If that is what she likes I would let her make her own mind up.


----------



## mjr (26 Sep 2016)

steveindenmark said:


> I see no reason for trying to talk Jannie into SPDs as she is comfortable on flats. She rode 117kms in 4 hours last weekend and thought it was easy.
> 
> Is riding long distance on flats a common thing?


No idea how common it is, but I've ridden 100+s on them and know many others who have. Bonus is that as far as I know, none of us have abandoned any rides because we've fallen sideways at 0mph.


----------



## steveindenmark (26 Sep 2016)

screenman said:


> If that is what she likes I would let her make her own mind up.



The idea of me telling Jannie what to do is laughable


----------



## Kajjal (26 Sep 2016)

I ride on flats on or off road and have no problems on longer rides. I just use the nukeproof electron flats which are slim, grip well and light weight MTB pedals.


----------



## Supersuperleeds (26 Sep 2016)

All my mileage is done no flats. Mine do have pins in them so I don't slip when wet. I use DMR v12 on the road bike


----------



## mjr (26 Sep 2016)

Supersuperleeds said:


> All my mileage is done no flats. Mine do have pins in them so I don't slip when wet. I use DMR v12 on the road bike


That's a very good point. I couldn't imagine struggling with slippery resin flats that far. All mine have rubber grips except the folding bike which doesn't get ridden very long distances. Wellgo LU868 on the road bike (Falcon Majorca, photographed in its restoration thread), Union SP-808 on the Dutch bike (my avatar) and Vavert Leisure on the hybrid - all have done a ton, I think. , The Raleighs with rubber treads on the old English (Riviera Sport, photographed in another thread) have done a metric century but I don't think they've done an imperial.


----------



## Pale Rider (27 Sep 2016)

The benefit of clipless is they enable you to spin at a high cadence and apply bursts of high effort without your feet slipping off the pedals.

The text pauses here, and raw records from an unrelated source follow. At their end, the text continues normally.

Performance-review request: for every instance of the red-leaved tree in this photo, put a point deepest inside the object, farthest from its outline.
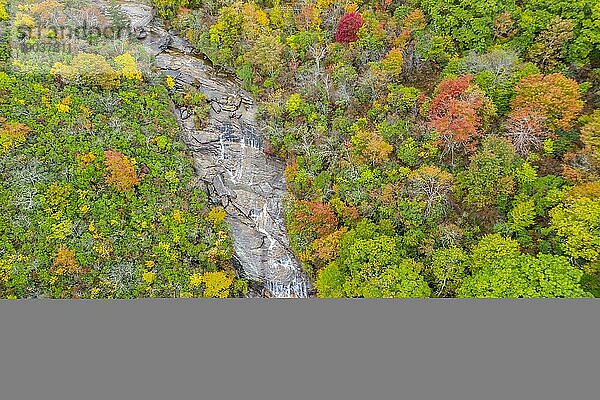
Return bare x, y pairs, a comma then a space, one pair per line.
453, 114
348, 27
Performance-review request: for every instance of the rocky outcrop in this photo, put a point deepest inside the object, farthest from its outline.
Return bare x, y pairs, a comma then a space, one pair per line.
230, 160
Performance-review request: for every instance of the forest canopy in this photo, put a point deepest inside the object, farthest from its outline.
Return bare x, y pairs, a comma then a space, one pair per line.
433, 148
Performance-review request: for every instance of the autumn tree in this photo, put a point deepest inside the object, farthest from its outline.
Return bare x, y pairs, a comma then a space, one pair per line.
88, 70
590, 136
550, 46
12, 134
577, 223
430, 185
453, 114
121, 173
348, 27
369, 147
554, 97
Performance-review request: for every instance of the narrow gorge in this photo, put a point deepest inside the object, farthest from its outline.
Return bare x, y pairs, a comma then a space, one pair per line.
230, 159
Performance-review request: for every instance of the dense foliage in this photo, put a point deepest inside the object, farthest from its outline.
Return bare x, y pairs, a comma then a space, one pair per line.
443, 148
97, 192
435, 148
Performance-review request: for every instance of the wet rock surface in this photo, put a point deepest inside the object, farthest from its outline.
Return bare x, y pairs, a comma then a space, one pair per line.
230, 159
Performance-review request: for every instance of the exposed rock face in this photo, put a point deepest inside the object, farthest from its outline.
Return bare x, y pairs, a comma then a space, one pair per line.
230, 159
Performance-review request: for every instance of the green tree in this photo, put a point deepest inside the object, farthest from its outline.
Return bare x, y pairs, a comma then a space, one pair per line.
490, 175
525, 276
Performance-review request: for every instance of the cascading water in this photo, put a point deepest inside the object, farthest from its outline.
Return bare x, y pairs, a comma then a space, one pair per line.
230, 160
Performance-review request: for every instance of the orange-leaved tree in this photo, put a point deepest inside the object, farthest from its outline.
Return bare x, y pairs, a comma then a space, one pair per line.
121, 173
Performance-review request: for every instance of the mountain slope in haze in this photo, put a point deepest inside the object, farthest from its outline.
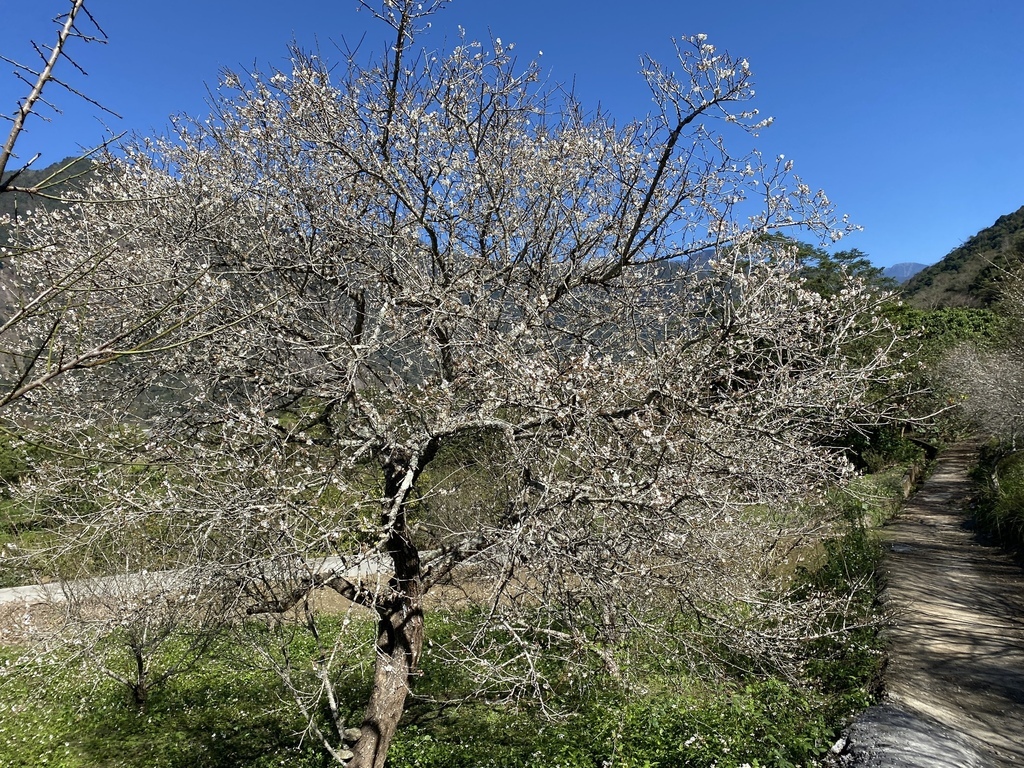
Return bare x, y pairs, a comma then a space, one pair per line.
903, 271
970, 274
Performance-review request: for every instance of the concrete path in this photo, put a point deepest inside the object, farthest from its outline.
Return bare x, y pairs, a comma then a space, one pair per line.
955, 677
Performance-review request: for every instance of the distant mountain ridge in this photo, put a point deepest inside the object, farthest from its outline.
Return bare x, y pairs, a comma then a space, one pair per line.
970, 274
903, 271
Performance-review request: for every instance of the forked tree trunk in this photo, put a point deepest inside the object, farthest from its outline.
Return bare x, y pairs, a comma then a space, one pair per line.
399, 638
398, 644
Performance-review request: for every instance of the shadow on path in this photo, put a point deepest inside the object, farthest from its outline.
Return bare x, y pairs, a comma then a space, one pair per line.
955, 678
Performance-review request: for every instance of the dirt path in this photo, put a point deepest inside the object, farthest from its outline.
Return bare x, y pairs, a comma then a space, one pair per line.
955, 677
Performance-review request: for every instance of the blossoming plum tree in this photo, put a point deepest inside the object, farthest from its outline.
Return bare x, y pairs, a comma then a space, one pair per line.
435, 272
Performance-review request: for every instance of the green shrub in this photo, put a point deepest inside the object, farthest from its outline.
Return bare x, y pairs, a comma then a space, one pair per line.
998, 508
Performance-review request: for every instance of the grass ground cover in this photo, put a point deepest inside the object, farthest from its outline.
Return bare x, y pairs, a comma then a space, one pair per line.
230, 711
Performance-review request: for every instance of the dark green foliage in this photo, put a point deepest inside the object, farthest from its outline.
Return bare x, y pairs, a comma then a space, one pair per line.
826, 273
998, 508
886, 446
970, 274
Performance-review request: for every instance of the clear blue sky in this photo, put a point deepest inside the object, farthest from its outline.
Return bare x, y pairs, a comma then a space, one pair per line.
908, 114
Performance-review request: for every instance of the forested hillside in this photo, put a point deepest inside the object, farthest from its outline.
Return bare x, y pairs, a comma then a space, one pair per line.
970, 274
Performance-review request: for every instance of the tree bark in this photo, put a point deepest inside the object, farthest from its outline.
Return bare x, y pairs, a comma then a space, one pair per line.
399, 638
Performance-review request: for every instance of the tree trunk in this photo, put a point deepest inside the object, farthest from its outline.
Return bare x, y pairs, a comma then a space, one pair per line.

Since neither of those is required for distance riding, there's no problem using flats.

And as mentioned by @User9609, flats enable you to change your foot position which could be a benefit on a time in the saddle challenge such as London-Edinburgh-London.

So rather than Steve thinking if Jannie needs clipless for LEL, I think she should be thinking if he needs flats.


----------



## mjr (27 Sep 2016)

User said:


> On the rare occasions I use them I find with flat pedals that I have to keep my feet correctly positioned on them all the time, and it causes an ache in my shins.


OK, you're allowed clips. But only you, right?



User13710 said:


> The advantage of flat pedals is that you can put your heels on them, stick your knees out, and cycle like a dweeb.


Nah, stick your feet out and do the whole "wheeeeee!" down hills thing. That also really bugs over-serious sportivers if you do it while passing them!


----------



## steveindenmark (29 Sep 2016)

Jannie has told me a few times that not being clipped in enables her to change her feet position slightly, if she feels the need to.

,
Mind you, watching me flounder on the kitchen floor while clipped into a bike didnt really inspire her.


----------



## hopless500 (29 Sep 2016)

I've got touring pedals but very rarely clip in. SE Asia was 1000 miles on flats. Because I have a major back problem, being able to shift my feet around is essential.


----------



## steveindenmark (30 Sep 2016)

[QUOTE 4490154, member: 259"]Honestly, did you really need to ask this question?[/QUOTE]

Yes I did.

The reason I was asking is I was wondering how many riders take part in in events like LEL or TCR on flats. All the the photos you see of these events they appear to be clipless.

But it sounds like you might know the answer.


----------



## Pale Rider (30 Sep 2016)

I wasn't looking at pedals when I volunteered last time at Barnard Castle, but I believe the majority used clipless.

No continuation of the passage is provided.